É a mesma coisa que aconteceu com outro pai: “Encontrei uma carta na mesa que dizia que ele estava indo embora”. Sua filha saiu de casa no dia seguinte à maioridade. Ele também tinha acabado de fazer os Exercícios Espirituais Inacianos. Ela deixou o casal, mudou a maneira como se vestia e sua atitude se tornou mais agressiva.
Agora a comunicação com ela é muito concisa: “Bom dia e boa noite no WhatsApp, e pouco mais”.
“Ele já perdeu a juventude. Ela teve tanta influência que deixou de ser ela.”
Ela sabe que mais cedo ou mais tarde sua filha voltará, mas teme que seja tarde demais : “Não sabemos como ela vai sair ou do que vai viver”.
“Você pediu para sair e eles sempre disseram não”
Valeria levou 20 anos para sair.
“Pedi para sair da congregação e eles me disseram que não, que eu já havia dito sim a Deus e que seria uma infidelidade muito grande.”
Ela passou a maior parte desses anos na catedral de Vic, medicada para sua depressão. Ele denuncia que nunca foi autorizado a ir a um médico de saúde pública e que foi forçado a visitar quem seus superiores lhe impuseram.

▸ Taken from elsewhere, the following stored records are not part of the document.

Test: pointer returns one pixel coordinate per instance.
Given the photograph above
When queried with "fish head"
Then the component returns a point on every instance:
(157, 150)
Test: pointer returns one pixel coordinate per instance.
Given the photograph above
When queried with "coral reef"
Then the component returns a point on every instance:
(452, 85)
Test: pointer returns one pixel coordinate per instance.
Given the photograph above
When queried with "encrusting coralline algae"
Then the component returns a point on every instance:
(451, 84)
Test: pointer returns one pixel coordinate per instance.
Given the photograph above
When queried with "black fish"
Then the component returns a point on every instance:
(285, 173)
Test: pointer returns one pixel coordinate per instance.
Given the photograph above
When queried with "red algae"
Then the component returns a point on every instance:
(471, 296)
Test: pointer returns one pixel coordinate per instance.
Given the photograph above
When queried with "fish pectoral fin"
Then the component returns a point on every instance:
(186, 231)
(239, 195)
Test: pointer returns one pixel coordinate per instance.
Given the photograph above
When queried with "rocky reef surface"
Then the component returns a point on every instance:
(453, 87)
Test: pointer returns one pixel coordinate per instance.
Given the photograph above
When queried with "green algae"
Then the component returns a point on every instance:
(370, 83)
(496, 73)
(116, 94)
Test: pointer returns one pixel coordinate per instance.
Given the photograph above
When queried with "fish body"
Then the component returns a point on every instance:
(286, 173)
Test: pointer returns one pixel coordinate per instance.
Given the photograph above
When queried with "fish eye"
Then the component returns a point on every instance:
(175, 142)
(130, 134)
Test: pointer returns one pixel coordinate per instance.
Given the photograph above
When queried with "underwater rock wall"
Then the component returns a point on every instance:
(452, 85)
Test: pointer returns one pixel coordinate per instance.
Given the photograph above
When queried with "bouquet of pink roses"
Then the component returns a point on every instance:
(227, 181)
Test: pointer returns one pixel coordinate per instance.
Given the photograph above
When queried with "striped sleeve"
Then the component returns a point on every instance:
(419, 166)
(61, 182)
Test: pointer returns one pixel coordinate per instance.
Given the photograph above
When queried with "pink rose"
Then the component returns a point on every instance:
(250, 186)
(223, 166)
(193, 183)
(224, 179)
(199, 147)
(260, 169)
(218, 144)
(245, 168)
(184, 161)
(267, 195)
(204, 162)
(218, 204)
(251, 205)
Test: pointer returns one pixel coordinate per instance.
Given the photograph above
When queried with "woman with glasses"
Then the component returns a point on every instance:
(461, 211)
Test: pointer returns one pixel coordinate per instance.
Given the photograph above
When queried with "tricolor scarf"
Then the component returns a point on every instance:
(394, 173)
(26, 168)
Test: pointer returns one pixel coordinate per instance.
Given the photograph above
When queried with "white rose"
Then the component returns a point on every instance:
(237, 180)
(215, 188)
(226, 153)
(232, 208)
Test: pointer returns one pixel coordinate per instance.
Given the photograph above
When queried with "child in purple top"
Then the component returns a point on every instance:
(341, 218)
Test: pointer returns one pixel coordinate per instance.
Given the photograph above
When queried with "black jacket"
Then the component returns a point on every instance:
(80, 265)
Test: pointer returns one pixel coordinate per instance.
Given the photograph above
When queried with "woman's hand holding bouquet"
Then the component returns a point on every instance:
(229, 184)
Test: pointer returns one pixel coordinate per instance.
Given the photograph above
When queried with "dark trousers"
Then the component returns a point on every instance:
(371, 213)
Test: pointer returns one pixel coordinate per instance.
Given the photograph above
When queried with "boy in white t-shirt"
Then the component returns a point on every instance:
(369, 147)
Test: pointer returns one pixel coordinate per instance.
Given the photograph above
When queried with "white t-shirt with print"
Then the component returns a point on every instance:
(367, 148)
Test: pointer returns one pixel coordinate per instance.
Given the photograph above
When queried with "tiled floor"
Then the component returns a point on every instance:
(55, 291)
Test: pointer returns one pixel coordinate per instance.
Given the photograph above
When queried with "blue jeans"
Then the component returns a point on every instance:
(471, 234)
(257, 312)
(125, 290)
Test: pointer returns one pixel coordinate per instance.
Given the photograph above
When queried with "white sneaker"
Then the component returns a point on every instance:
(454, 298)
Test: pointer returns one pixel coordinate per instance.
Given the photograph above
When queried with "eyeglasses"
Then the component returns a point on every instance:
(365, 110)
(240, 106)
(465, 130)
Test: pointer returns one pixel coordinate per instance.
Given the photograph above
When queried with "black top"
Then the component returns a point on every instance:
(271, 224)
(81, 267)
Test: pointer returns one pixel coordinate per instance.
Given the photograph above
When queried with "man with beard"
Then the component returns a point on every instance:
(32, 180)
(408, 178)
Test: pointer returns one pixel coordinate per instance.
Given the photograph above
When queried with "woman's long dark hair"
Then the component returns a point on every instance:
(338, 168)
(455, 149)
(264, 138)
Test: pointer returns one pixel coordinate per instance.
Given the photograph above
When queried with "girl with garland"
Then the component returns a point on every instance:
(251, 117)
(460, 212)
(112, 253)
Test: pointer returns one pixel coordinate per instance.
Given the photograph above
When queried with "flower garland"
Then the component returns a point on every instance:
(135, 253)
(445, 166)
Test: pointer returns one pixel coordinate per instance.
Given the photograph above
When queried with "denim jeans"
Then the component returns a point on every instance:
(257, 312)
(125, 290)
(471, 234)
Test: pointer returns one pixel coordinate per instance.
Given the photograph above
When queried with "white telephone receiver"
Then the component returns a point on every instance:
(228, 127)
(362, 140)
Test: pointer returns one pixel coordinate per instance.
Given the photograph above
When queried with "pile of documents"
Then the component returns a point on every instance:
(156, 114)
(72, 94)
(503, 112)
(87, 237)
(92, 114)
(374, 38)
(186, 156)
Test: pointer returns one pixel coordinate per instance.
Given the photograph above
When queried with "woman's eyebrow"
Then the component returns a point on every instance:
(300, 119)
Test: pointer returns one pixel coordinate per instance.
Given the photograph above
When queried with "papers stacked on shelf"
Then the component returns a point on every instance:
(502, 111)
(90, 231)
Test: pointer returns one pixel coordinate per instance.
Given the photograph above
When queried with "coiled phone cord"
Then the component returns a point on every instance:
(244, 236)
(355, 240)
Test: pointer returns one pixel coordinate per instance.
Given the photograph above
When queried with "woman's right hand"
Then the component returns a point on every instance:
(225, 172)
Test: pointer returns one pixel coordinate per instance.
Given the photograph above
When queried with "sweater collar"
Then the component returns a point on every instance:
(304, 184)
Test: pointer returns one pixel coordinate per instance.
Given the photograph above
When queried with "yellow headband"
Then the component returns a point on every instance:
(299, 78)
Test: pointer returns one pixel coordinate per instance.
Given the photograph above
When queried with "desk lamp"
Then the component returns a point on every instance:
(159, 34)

“Ele era um membro consagrado do Opus Dei que os ajudou e não a mim”, lamenta. Ele garante que nunca foi capaz de ver seus relatórios médicos nem sabia quais pílulas prescreveu e tomou.
“Eles não olharam se havia ou não uma vocação real”
Ela conta como participou desse recrutamento desenfreado de jovens: “Eles estavam procurando números, não importava se a vocação não era real”. Ele havia participado de retiros espirituais e palestras em escolas.
Como aconteceu com ela, Valéria explica que a maioria das mulheres que saem desta congregação não conseguiu acessar estudos, gerar poupança econômica ou contribuir para a Previdência Social.
Apesar de saudar as medidas impostas pelo Vaticano, O número de queixas de vítimas e familiares continua a aumentar.
Ninguém da congregação, nem dos bispados de Vic e Girona, quis fazer declarações.